The output is confident. The conclusions are wrong. And the analyst isn't to blame. The infrastructure is.
Garbage in, garbage out. The difference with AI is that it gets it wrong at scale, with confidence, and the person on the receiving end has no way of knowing.
This is not a technical problem. The most sophisticated AI ingestion system in the world cannot compensate for knowledge that is duplicated, contradictory, or two years out of date. The pipeline is not the issue. What flows through it is.
What clean actually looks like
This is not an argument for a six-month content audit before you're allowed to touch AI. It is an argument for being deliberate about how you build from here, and for knowing what you're dealing with in what you already have.
Clean knowledge infrastructure has four characteristics.
It is modular. Each piece of content answers one question or covers one topic. It can be used on its own, combined with other pieces, or surfaced in isolation depending on what someone needs. A large course built as a single unit looks efficient until something changes, and something always changes. Then you're rebuilding forty minutes of content to fix one outdated process. Modular content means you update the one piece that broke, not everything around it.
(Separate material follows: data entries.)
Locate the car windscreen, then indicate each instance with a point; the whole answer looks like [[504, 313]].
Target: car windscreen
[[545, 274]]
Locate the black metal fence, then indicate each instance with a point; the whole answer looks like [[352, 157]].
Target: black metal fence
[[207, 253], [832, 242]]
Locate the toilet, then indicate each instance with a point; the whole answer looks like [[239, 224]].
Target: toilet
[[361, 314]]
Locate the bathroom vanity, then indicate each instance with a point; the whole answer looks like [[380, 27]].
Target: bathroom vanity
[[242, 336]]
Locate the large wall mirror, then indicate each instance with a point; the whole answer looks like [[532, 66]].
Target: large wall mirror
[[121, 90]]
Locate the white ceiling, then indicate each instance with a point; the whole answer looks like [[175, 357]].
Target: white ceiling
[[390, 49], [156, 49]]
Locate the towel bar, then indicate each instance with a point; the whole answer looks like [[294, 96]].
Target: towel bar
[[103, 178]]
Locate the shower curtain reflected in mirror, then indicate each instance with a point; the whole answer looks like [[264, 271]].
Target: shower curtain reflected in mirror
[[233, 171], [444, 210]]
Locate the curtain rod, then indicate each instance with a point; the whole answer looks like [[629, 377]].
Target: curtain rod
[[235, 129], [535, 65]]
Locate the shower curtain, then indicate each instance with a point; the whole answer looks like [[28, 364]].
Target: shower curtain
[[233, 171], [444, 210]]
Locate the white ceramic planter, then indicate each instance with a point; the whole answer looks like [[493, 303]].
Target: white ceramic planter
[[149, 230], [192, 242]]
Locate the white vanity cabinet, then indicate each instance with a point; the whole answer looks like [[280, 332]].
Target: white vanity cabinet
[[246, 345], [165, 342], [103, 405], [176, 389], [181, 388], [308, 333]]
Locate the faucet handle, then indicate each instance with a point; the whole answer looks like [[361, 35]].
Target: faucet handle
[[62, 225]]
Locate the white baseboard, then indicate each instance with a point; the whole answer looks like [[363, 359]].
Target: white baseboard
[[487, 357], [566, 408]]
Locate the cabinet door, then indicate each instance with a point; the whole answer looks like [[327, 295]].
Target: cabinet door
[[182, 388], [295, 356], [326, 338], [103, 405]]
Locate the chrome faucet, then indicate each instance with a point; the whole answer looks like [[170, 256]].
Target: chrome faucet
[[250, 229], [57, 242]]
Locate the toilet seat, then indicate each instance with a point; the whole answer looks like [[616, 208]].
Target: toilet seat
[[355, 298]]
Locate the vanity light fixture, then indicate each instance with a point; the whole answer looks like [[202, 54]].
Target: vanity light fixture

It is tagged. Not with a taxonomy that took three months to design and nobody uses consistently, but with enough metadata that the right content can find the right moment. Who it's for. What it covers. When it was last reviewed.
It has a source of truth. When there are 27 versions of the same thing, none of them is the source of truth. Deciding which one is, and retiring the rest, is unglamorous work. It is also the work that makes everything else possible. Without it, you are not managing knowledge. You are managing confusion.
It is maintained. This is the one most teams skip, and it's the one that quietly poisons everything else. An outdated how-to guide doesn't just sit there harmlessly. It gets surfaced, it gets used, and it sends someone in the wrong direction with complete confidence. A review cycle doesn't need to be complicated. It needs to exist, and someone needs to own it.

An example of what a tagged, modular knowledge asset looks like in practice.
The piece I published last week was about context architecture. The personal, business, and environment layers that tell AI who it is talking to and what matters to them. This is the other side of the same idea. Context tells AI about the person. Knowledge infrastructure gives it something worth saying.
When both are in place, AI can surface the right asset, in the right format, through the right channel, for the specific person asking the question, whether that is a chatbot, an AI tutor, a CSM recommendation, an in-product tooltip, or something that doesn't exist yet.
Most organisations have no idea how tangled their content actually is. There's never been a reason to look closely. AI is the first thing that makes the mess visible, not by fixing it, but by trying to use it and failing.
The first time you point AI at your knowledge base and it gets something badly wrong, don't blame the AI. That's the moment your content infrastructure finally introduced itself.